Jetzt sind wir (fast) alle Sozialisten

Die Krise gebiert einen Neusozialismus, der noch schädlicher ist als sie selbst.

Im jüngst erschienenen Buch „Politik der Paranoia – Gegen die neuen Konservativen“ (Aufbau-Verlag, Berlin) schickt der Publizist Robert Misik „... mit einem leidenschaftlichen Plädoyer die neokonservative Ideologie ins Museum der großen Irrlehren“, wie der Klappentext des Werkes in genreüblicher Bescheidenheit verkündet.

Obwohl er bedauerlicherweise an einer völlig therapieresistenten marxistoiden Neigung leidet, ist Misik ein intelligenter (und noch dazu vergnüglich zu lesender) Autor, was ja eine contradictio in se und daher recht ungewöhnlich ist; das noch dazu mit einem hübschen Hirschgeweih am Cover geschmückte Buch ist deshalb durchaus erwerbenswert.
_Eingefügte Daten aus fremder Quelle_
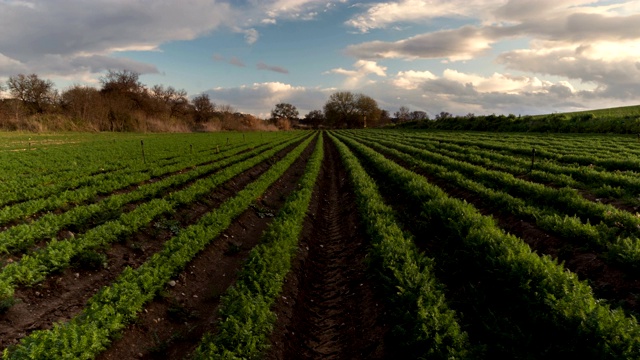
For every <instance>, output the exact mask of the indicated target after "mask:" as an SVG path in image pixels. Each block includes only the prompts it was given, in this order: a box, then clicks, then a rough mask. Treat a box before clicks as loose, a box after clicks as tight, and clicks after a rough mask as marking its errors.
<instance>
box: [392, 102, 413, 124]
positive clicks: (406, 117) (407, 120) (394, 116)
mask: <svg viewBox="0 0 640 360" xmlns="http://www.w3.org/2000/svg"><path fill="white" fill-rule="evenodd" d="M393 116H394V117H395V118H396V121H397V122H405V121H409V119H410V118H411V112H410V111H409V108H408V107H407V106H404V105H403V106H400V109H398V111H396V112H395V113H393Z"/></svg>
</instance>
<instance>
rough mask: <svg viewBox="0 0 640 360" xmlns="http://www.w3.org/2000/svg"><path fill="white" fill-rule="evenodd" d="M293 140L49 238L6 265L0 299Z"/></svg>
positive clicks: (183, 204)
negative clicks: (160, 195)
mask: <svg viewBox="0 0 640 360" xmlns="http://www.w3.org/2000/svg"><path fill="white" fill-rule="evenodd" d="M296 141H298V140H297V139H293V140H289V141H287V142H285V143H283V144H281V145H279V146H276V147H275V148H273V149H271V150H269V151H266V152H263V153H261V154H259V155H257V156H254V157H253V158H250V159H247V160H245V161H243V162H240V163H236V164H235V165H232V166H230V167H227V168H225V169H223V170H222V171H220V172H218V173H216V174H214V175H213V176H210V177H207V178H203V179H199V180H197V181H196V182H195V183H193V184H192V185H191V186H189V187H188V188H186V189H183V190H180V191H177V192H175V193H172V194H170V195H169V196H167V198H166V199H154V200H151V201H150V202H147V203H144V204H141V205H139V206H138V207H136V208H135V209H134V210H133V211H131V212H129V213H124V214H122V215H121V216H120V217H119V218H118V219H116V220H113V221H109V222H107V223H105V224H103V225H100V226H98V227H95V228H93V229H91V230H89V231H87V232H86V233H85V234H84V235H82V236H78V237H76V238H71V239H68V240H66V241H57V240H53V241H51V242H50V243H49V244H48V246H47V247H46V248H44V249H42V250H41V251H38V252H35V253H33V254H30V255H24V256H23V257H22V259H21V260H20V261H18V262H14V263H11V264H8V265H6V266H5V267H4V268H3V269H2V272H0V302H2V301H5V302H6V301H7V299H9V298H11V297H12V296H13V292H14V286H15V285H16V284H25V285H33V284H35V283H37V282H40V281H42V280H43V279H44V278H45V277H46V276H47V274H49V273H51V272H52V271H56V270H59V269H63V268H66V267H68V266H69V264H70V262H71V260H72V259H73V257H74V256H76V255H78V254H80V253H81V252H83V251H86V250H93V249H96V248H99V247H100V246H105V245H107V244H110V243H112V242H115V241H117V240H118V239H121V238H123V237H126V236H129V235H131V234H133V233H135V232H136V231H138V230H140V229H142V228H143V227H144V226H146V225H148V224H149V223H151V221H152V220H153V219H155V218H157V217H158V216H160V215H162V214H166V213H170V212H172V211H173V210H174V209H175V208H177V207H178V206H181V205H185V204H189V203H191V202H193V201H195V200H197V199H198V198H199V197H200V196H203V195H205V194H207V193H209V192H211V191H212V190H213V189H215V188H216V187H217V186H219V185H221V184H222V183H224V182H225V181H227V180H229V179H231V178H233V177H235V176H237V175H238V174H240V173H242V172H244V171H246V170H248V169H250V168H252V167H254V166H255V165H257V164H259V163H261V162H263V161H265V160H267V159H269V158H271V157H272V156H274V155H275V154H276V153H277V152H279V151H280V150H282V149H284V148H286V147H288V146H289V145H291V144H292V143H294V142H296Z"/></svg>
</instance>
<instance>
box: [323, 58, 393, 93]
mask: <svg viewBox="0 0 640 360" xmlns="http://www.w3.org/2000/svg"><path fill="white" fill-rule="evenodd" d="M353 67H354V68H355V70H346V69H343V68H336V69H331V70H329V71H327V72H325V74H338V75H344V76H346V77H347V79H346V80H345V83H344V87H346V88H348V89H352V88H356V87H358V86H360V85H362V83H363V80H365V79H366V78H367V76H369V75H371V74H373V75H377V76H380V77H385V76H387V73H386V71H387V68H386V67H385V66H380V65H378V64H377V63H376V62H375V61H368V60H358V61H356V62H355V64H353Z"/></svg>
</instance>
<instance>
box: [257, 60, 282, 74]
mask: <svg viewBox="0 0 640 360" xmlns="http://www.w3.org/2000/svg"><path fill="white" fill-rule="evenodd" d="M256 69H258V70H267V71H273V72H277V73H280V74H288V73H289V70H287V69H285V68H283V67H281V66H274V65H267V64H265V63H263V62H259V63H258V64H257V65H256Z"/></svg>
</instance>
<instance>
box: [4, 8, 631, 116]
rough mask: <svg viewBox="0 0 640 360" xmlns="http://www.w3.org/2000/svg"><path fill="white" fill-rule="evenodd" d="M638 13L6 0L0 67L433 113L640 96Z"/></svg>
mask: <svg viewBox="0 0 640 360" xmlns="http://www.w3.org/2000/svg"><path fill="white" fill-rule="evenodd" d="M639 23H640V1H613V0H611V1H590V0H563V1H557V0H536V1H530V0H482V1H480V0H450V1H441V0H432V1H427V0H396V1H354V0H333V1H317V0H242V1H224V0H216V1H211V0H208V1H204V0H187V1H159V0H155V1H151V0H138V1H125V0H94V1H82V0H34V1H29V0H0V81H4V80H6V79H8V77H10V76H13V75H16V74H19V73H25V74H26V73H36V74H38V75H39V76H40V77H43V78H47V79H51V80H53V81H54V82H55V83H56V85H57V87H58V88H59V89H60V90H64V89H65V88H66V87H68V86H70V85H72V84H86V85H90V86H96V87H99V81H98V79H99V78H100V76H101V75H103V74H104V73H105V72H106V71H107V70H108V69H114V70H117V69H128V70H132V71H136V72H138V73H140V74H141V77H140V79H141V81H142V82H143V83H144V84H146V85H148V86H149V87H151V86H152V85H155V84H163V85H165V86H169V85H170V86H173V87H175V88H178V89H185V90H186V91H187V92H188V93H189V95H190V96H195V95H198V94H200V93H207V94H209V96H210V98H211V99H212V100H213V101H214V102H215V103H216V104H219V105H223V104H224V105H231V106H232V107H233V108H235V109H237V110H238V111H241V112H246V113H251V114H254V115H258V116H262V117H266V116H268V114H269V112H270V110H271V109H273V107H274V106H275V104H277V103H278V102H288V103H291V104H293V105H295V106H296V107H298V109H299V110H300V113H301V115H304V114H306V113H307V112H308V111H310V110H315V109H322V106H323V105H324V103H325V102H326V100H327V98H328V97H329V95H330V94H331V93H333V92H335V91H338V90H348V91H352V92H358V93H364V94H366V95H369V96H371V97H373V98H374V99H375V100H377V101H378V104H379V105H380V107H382V108H385V109H387V110H389V111H391V112H394V111H396V110H397V109H398V108H399V107H400V106H408V107H409V108H410V109H412V110H423V111H427V112H428V113H429V114H430V115H432V116H433V115H435V114H437V113H439V112H441V111H448V112H451V113H454V114H466V113H469V112H471V113H475V114H491V113H498V114H499V113H504V114H506V113H514V114H538V113H550V112H556V111H557V112H560V111H572V110H585V109H591V108H601V107H613V106H622V105H637V104H640V26H638V25H637V24H639ZM3 96H7V94H6V93H4V95H3Z"/></svg>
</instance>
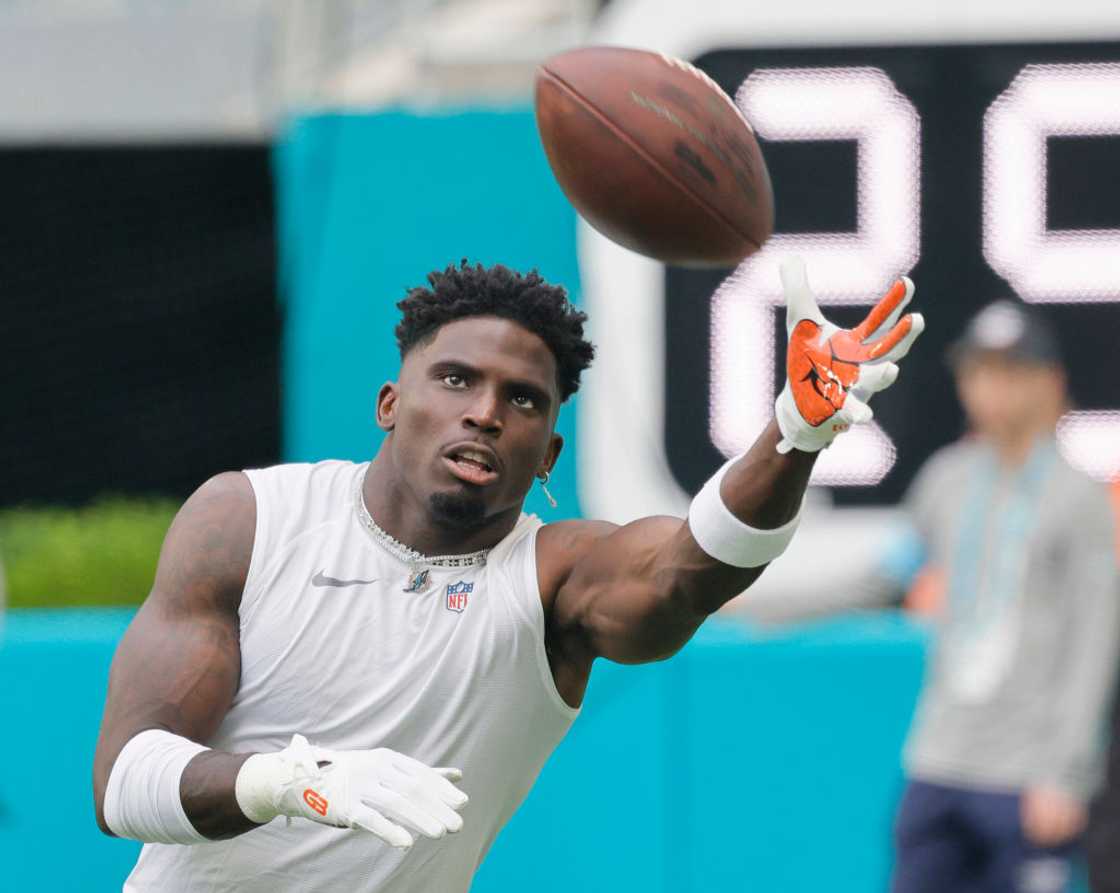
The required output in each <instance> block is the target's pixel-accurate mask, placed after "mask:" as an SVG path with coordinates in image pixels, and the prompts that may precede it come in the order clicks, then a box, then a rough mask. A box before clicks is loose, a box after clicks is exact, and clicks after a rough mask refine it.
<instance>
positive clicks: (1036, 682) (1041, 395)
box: [737, 300, 1120, 893]
mask: <svg viewBox="0 0 1120 893" xmlns="http://www.w3.org/2000/svg"><path fill="white" fill-rule="evenodd" d="M949 361H950V364H951V366H952V370H953V373H954V376H955V380H956V388H958V393H959V396H960V400H961V403H962V406H963V409H964V413H965V416H967V418H968V422H969V427H970V434H969V436H967V437H965V438H963V439H962V440H960V441H958V443H955V444H952V445H950V446H948V447H945V448H944V449H942V450H940V452H939V453H936V454H935V455H934V456H933V457H931V458H930V461H928V462H927V463H926V464H925V465H924V466H923V468H922V469H921V471H920V473H918V475H917V477H916V478H915V481H914V483H913V484H912V486H911V489H909V491H908V493H907V496H906V499H905V501H904V510H905V514H906V517H907V521H908V523H907V524H906V525H905V530H904V532H902V533H900V534H899V536H898V538H897V539H896V540H895V541H894V542H893V543H892V546H890V547H889V548H888V549H887V550H886V554H885V555H884V557H883V561H881V564H880V565H879V567H878V568H877V569H875V570H874V571H872V573H870V574H869V575H867V576H866V577H865V578H864V579H861V580H860V582H859V583H858V585H855V586H851V587H838V589H841V590H840V592H837V593H821V592H820V590H816V592H812V593H809V592H805V593H793V594H791V598H790V599H788V601H786V602H785V604H782V598H780V597H778V594H777V593H774V594H773V595H767V596H766V597H765V598H760V599H754V598H753V596H746V597H745V598H743V599H740V602H741V605H739V606H737V607H738V610H740V611H743V612H744V613H745V614H746V615H748V616H750V617H754V618H758V620H765V621H790V620H802V618H804V617H806V616H810V615H813V614H822V613H832V612H836V611H840V610H844V608H852V607H872V606H878V607H884V606H887V605H889V604H898V603H900V602H902V601H903V598H904V597H905V596H906V595H907V593H909V594H911V598H912V599H915V597H916V601H920V602H922V603H924V604H925V606H926V607H927V608H928V607H930V606H931V605H935V610H934V611H933V613H934V614H935V616H936V629H937V636H936V644H935V648H934V649H933V650H932V654H931V658H930V660H928V663H927V669H926V678H925V683H924V690H923V692H922V697H921V699H920V704H918V707H917V710H916V714H915V718H914V722H913V725H912V727H911V733H909V737H908V741H907V745H906V752H905V759H904V763H905V771H906V775H907V784H906V789H905V792H904V796H903V800H902V804H900V807H899V810H898V816H897V820H896V827H895V835H896V847H897V854H896V867H895V876H894V880H893V887H892V889H893V891H895V893H952V892H953V891H964V890H968V891H986V892H987V891H990V892H991V893H997V891H999V892H1001V893H1002V892H1006V893H1010V892H1011V891H1017V892H1018V891H1021V892H1023V893H1028V892H1029V893H1058V891H1065V890H1067V889H1068V885H1070V882H1071V877H1072V867H1071V863H1070V857H1071V856H1072V855H1073V853H1074V850H1075V847H1076V845H1077V841H1079V840H1080V838H1081V836H1082V832H1083V830H1084V827H1085V822H1086V804H1088V802H1089V800H1090V798H1091V797H1092V794H1093V792H1094V790H1095V789H1096V788H1098V787H1099V783H1100V776H1101V770H1102V763H1103V759H1102V756H1103V750H1104V747H1103V744H1104V741H1103V734H1102V733H1103V731H1104V725H1105V718H1107V714H1108V708H1109V701H1110V692H1111V691H1112V685H1113V679H1114V675H1116V666H1117V652H1118V629H1120V626H1118V616H1120V611H1118V599H1120V579H1118V570H1117V560H1116V555H1114V534H1113V530H1114V524H1113V519H1112V513H1111V508H1110V504H1109V496H1108V494H1107V492H1105V490H1104V487H1102V486H1101V485H1099V484H1096V483H1095V482H1093V481H1092V480H1090V478H1089V477H1088V476H1085V475H1084V474H1082V473H1081V472H1079V471H1075V469H1074V468H1073V467H1071V466H1070V465H1068V464H1067V463H1066V462H1065V459H1064V458H1063V457H1062V456H1061V454H1060V453H1058V450H1057V445H1056V440H1055V429H1056V426H1057V421H1058V419H1060V418H1061V416H1062V413H1063V412H1064V411H1065V409H1066V406H1067V396H1066V380H1065V372H1064V369H1063V365H1062V361H1061V355H1060V351H1058V345H1057V341H1056V337H1055V335H1054V333H1053V331H1052V329H1051V327H1049V325H1048V324H1047V323H1046V320H1045V319H1044V318H1043V317H1042V316H1039V315H1037V314H1036V313H1034V311H1033V310H1030V309H1028V308H1026V307H1024V306H1021V305H1018V304H1015V303H1011V301H1007V300H1001V301H997V303H995V304H991V305H989V306H988V307H986V308H984V309H983V310H981V311H980V313H979V314H978V315H977V316H976V317H974V318H973V319H972V320H971V323H970V324H969V325H968V327H967V329H965V332H964V334H963V335H962V336H961V337H960V338H959V341H958V342H956V343H955V344H954V345H953V346H952V347H951V350H950V353H949Z"/></svg>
Doch wie alle Mitglieder der Chattering Classes, die jetzt vom Niedergang des Neoliberalismus künden („Jetzt sind wir alle Keynesianer.“), begeht auch Misik einen kleinen Fehler: Hier wird die falsche Sau geschlachtet. Denn jener Neoliberalismus, den Misik ins Museum verweist, gleicht – besonders hierzulande – einem Schneemann im Mai. Er ist dabei, zu verschwinden. Was es in Österreich je an „Neuen Konservativen“ und Neoliberalismus gegeben haben mag, ist fast vollständig zu den „Sozialisten in allen Parteien“ (F. A. v. Hayek) konvertiert. Auch die einst privatisierungsfreudige ÖVP verwendet „neoliberal“ mittlerweile genauso als Diskreditierungs-Hackbeil wie die Roten Falken, Sektion Favoriten.

Das ist natürlich auch eine Folge der (von staatlichen Regulierungsfehlern, falscher Notenbankpolitik und politischen Eingriffen mitverursachten) Wirtschaftskrise.
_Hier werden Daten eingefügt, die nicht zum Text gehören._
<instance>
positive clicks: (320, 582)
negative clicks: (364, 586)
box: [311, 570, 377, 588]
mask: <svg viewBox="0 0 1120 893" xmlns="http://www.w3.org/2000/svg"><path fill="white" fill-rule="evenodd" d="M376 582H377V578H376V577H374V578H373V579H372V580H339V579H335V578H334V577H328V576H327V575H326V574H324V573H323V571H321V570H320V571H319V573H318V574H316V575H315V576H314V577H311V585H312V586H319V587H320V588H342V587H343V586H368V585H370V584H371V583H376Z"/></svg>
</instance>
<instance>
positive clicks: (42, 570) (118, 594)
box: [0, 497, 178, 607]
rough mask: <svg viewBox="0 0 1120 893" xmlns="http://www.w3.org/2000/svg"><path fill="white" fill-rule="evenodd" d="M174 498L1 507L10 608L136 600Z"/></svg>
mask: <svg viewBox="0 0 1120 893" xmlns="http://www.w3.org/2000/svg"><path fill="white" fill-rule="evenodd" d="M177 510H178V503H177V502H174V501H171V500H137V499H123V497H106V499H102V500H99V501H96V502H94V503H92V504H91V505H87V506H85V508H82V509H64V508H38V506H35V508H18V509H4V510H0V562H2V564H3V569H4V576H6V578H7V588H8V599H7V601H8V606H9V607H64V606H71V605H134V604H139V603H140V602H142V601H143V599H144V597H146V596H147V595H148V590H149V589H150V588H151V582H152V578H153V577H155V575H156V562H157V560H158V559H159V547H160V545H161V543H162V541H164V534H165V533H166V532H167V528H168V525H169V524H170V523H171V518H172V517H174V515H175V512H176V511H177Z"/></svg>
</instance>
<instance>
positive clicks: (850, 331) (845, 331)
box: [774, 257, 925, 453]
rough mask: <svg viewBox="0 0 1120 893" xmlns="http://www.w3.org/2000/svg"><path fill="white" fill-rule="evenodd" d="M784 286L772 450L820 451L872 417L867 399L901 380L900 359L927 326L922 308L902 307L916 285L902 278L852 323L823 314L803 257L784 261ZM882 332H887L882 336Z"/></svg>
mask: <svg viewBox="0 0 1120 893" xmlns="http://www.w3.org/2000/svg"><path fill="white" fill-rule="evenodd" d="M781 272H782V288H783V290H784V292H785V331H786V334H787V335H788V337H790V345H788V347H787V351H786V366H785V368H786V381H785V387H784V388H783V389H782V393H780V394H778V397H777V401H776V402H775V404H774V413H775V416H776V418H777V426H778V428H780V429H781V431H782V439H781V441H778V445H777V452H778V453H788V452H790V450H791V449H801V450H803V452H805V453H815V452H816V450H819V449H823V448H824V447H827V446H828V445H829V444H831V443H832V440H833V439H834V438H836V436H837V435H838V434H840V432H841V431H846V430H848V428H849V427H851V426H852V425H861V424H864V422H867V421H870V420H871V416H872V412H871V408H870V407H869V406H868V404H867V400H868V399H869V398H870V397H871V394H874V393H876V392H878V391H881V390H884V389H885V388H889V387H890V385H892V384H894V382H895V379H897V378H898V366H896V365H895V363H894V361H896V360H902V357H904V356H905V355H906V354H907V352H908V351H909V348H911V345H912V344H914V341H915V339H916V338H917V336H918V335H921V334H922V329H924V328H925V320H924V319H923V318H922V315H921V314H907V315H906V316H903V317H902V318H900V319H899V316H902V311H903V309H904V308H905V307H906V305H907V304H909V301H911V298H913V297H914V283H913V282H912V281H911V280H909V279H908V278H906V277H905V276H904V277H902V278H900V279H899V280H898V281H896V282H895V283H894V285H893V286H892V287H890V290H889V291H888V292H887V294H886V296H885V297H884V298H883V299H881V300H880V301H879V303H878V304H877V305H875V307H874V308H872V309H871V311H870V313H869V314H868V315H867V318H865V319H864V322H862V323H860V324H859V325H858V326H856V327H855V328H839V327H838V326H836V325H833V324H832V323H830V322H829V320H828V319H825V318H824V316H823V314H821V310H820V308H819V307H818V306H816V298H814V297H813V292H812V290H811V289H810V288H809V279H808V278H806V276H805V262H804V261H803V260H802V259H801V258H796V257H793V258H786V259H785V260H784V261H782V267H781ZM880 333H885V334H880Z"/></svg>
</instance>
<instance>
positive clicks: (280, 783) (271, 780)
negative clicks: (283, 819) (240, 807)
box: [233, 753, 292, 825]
Diese Krise gebiert nun mit atemberaubendem Tempo einen „Neusozialismus“, der alle Parteien erfasst und vermutlich von künftigen Historikern als wesentlich schädlicher beschrieben werden wird als die eigentliche Krise. Seine zentrale Botschaft: Der Staat wird's schon richten.
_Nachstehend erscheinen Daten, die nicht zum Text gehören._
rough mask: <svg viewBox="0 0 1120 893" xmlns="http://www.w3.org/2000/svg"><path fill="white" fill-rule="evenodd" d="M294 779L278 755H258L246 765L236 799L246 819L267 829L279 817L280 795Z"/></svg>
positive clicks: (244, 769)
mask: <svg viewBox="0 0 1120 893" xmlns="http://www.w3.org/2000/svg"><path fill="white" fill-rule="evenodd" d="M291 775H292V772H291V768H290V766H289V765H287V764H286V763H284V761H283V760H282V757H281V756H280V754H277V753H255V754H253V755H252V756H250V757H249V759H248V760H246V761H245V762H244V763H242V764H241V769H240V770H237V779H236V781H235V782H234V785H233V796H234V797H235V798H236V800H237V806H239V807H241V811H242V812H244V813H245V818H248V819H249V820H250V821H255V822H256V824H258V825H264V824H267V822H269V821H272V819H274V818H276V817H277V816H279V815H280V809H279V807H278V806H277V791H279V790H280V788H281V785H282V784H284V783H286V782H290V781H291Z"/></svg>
Das wird gerne geglaubt. Entgegen den nun von Politikern, Bankdirektoren, willfährigen Ökonomen und eingebetteten Journalisten verbreiteten „Wird schon wieder werden“-Parolen ist nämlich die Krise nicht nur nicht vorbei; sie hat vielmehr noch nicht einmal begonnen, ihre ganze Wucht zu entfalten. Das Schlimmste kommt erst.

Für den Neusozialismus sind das ideale Wachstumsbedingungen. Rasend schnell steigt rund um die Welt der Einfluss des Staates auf die Unternehmen; ersetzen bürokratische Entscheide den Marktmechanismus und politische Willkür in Personalfragen die Rechte privaten Eigentums.

Wie eine Welt, in der die Neusozialisten aller Parteien das Sagen haben, kann man gerade am Wiener Flughafen besichtigen. Dass dort ein verdienter Getreuer des schwarzen Landeshauptmanns Vorstand wird, ist für den Neusozialismus (der ja auch weite Teile der ÖVP erfasst hat) geradezu lehrbuchhaft typisch.

Je tiefer die öffentlichen Hände nun wieder in die Wirtschaft eingreifen, umso alltäglicher werden derartige Entscheidungen sein; und entsprechend verheerend wird das wirtschaftliche Ergebnis sein.

„Wenn es heute nicht mehr guter Ton ist, hervorzuheben, dass wir jetzt alle Sozialisten sind, dann deswegen, so nur aus dem Grund, dass dies zu offensichtlich ist“, schreibt Hayek in „Der Weg zur Knechtschaft“, das 1944 erschienen ist. Und heute wieder ganz aktuell erscheint.

Christian Ortner ist Journalist in Wien.